Le football est très populaire en Iran, où il a supplanté la lutte, qui fut longtemps le sport national. Son organisation est fortement tributaire de l’idéologie politique dominante. On a encore pu le constater au cours de ces dernières semaines : la participation de l’équipe nationale à la Coupe du Monde organisée au Qatar s’est déroulée dans un contexte marqué par le soulèvement en cours dans le pays, et le comportement des joueurs était scruté par les observateurs du monde entier.

Si certains d’entre eux ont cherché à exprimer leur soutien à leurs compatriotes révoltés contre le régime, ils ont rapidement été contraints de mettre leurs critiques en sourdine. Retour sur la place du football dans la République islamique, et sur les enseignements d’une compétition qui, pour les Iraniens, n’aura pas été comme les autres.

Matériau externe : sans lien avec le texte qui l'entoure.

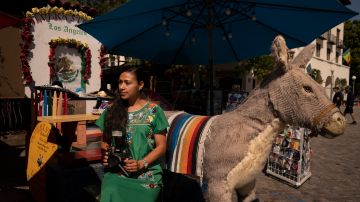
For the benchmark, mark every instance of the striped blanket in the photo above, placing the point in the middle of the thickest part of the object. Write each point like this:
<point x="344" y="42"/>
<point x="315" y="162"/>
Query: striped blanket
<point x="185" y="143"/>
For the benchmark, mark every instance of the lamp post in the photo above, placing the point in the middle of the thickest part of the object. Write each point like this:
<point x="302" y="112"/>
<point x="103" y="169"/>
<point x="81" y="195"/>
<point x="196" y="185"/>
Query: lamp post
<point x="353" y="78"/>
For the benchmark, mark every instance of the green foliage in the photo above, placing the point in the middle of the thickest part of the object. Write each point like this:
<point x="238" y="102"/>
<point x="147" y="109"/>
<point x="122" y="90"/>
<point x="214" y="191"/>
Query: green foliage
<point x="352" y="41"/>
<point x="341" y="83"/>
<point x="261" y="66"/>
<point x="316" y="74"/>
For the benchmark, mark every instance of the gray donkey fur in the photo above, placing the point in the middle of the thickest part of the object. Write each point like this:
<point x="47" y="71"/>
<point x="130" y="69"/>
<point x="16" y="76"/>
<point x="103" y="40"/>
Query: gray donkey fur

Une passion nationale surveillée de près par le régime

Pendant les années qui suivirent la révolution islamique de 1979, ponctuées par la longue guerre contre l’Irak (1980-1988), la crispation et le rejet de l’ordre international dominèrent la scène politique et sportive.

À partir des années 1995, une ouverture se profile. L’équipe nationale d’Iran se qualifie pour la Coupe du monde en 1998 (ce qui ne lui était plus arrivé depuis 1978), puis pour celles de 2006, 2014, 2018 et 2022. Malgré cette reprise des compétitions internationales, le pouvoir islamique continue d’exercer son influence sur le football : les stades, où se déroulent des compétitions d’hommes, sont interdits aux femmes (cette interdiction a duré 43 ans et ce n’est qu’en août 2022 qu’elle a été suspendue) ; la pratique féminine du football fait l’objet de controverses et ce n’est qu’en 2005 qu’est créée une équipe nationale féminine dont les membres ne peuvent cependant jouer qu’entièrement couvertes, y compris dans la chaleur de l’été.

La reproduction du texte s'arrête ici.